KNOX - The American Red Cross Northwestern Pennsylvania Chapter wants to get more smoke detectors into homes in Knox Borough and is planning a major effort to do so.
Red Cross Home Fire Preparedness Campaign coordinator Geoffrey Domowicz explained the organization's plan at the April 5 meeting of Knox Borough Council.
Domowicz said when the Red Cross first started its education and smoke detector program forty percent of home fires involved a fatality.
The Red Cross Home Fire Preparedness Campaign was originally aimed at educating school-aged children about home fires and provided smoke detectors to the kids to take home.
Domowicz said that effort dropped the home fire fatality rate to about 20 percent.
"We knew we were making progress," said Domowicz. "So we branched out we started targeting entire communities."
Knox Borough was an "at-risk, targeted community" in 2019 and the Red Cross planned to bring the Home Fire Preparedness Campaign to the borough in 2020, however, the COVID-19 pandemic pushed the program back until this year.
Council member Linda Runyan asked what factors made Knox an "at-risk, targeted community."
Domowicz said the borough's higher than average number of senior citizens and the number of low-income families are the main factors.
According to the U.S. Fire Administration, home fires are more likely to start in the kitchen than any other room in the home. The second leading cause of home fires are heating sources like wood stoves, and fireplaces. Fires caused by smoking are the leading cause of deaths.
When you're asleep, there's a very low chance a fire will wake you up, and by then, it could be too late. Smoke is the actual killer it's completely silent, and inhaling the toxic fumes causes most fire-related deaths.
Domowicz said the Red Cross program comes at no expense to the borough or the residents it helps.
The costs of the program including the many smoke detectors given to residents are covered by major sponsors, including insurance companies, major healthcare providers, utility companies and even the Pittsburgh Steelers organization.
How it works
Domowicz said that on April 28, Red Cross volunteers will canvas the borough and leave "door hangers" at each residence in the borough.

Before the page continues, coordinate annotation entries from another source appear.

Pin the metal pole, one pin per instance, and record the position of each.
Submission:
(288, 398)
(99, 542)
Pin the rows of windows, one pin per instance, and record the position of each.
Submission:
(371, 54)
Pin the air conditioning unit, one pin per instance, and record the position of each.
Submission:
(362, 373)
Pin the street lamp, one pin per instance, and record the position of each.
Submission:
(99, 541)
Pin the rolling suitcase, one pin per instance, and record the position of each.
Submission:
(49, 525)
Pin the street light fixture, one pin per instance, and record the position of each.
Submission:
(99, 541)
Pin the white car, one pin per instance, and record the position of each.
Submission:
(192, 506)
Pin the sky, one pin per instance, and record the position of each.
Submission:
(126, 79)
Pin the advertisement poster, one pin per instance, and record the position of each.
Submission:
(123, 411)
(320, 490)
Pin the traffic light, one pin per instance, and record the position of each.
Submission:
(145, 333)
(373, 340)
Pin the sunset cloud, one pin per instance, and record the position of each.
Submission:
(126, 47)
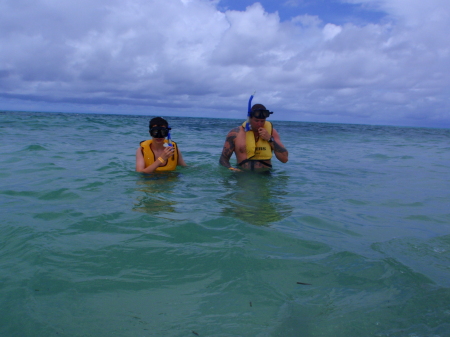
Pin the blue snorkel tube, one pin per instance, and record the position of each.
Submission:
(169, 139)
(247, 125)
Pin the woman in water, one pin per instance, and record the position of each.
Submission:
(158, 154)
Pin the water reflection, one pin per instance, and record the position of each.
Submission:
(156, 193)
(259, 199)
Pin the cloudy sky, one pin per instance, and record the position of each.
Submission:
(344, 61)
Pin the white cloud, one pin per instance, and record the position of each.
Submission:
(187, 54)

The information left on the door will include directions on how to have the Red Cross volunteers conduct a home fire risk evaluation. The evaluation, performed by trained volunteers, will help a resident understand fire risk factors and prevention and will also determine how many smoke detectors are needed to adequately serve the home.
The Red Cross volunteers will return to the borough May 8 to perform the evaluations requested by interested residents.
Domowicz said he planned to meet with the leadership of the Knox Volunteer Fire Department this week to determine if the department will assist with the effort, including the installation of the smoke detectors if needed.
Domowicz said the Red Cross hopes for and welcomes the fire department's participation in the campaign, but also understands the manpower limitations of small, volunteer fire companies.
Domowicz said all Red Cross volunteers working on the program will be wearing Red Cross logoed jackets and will be carrying photo identification.
Knox Borough Council members indicated their support for the campaign and encourages borough residents to participate.
Additional information and promotional materials will be made available in the coming weeks, including brochures and signage throughout the borough.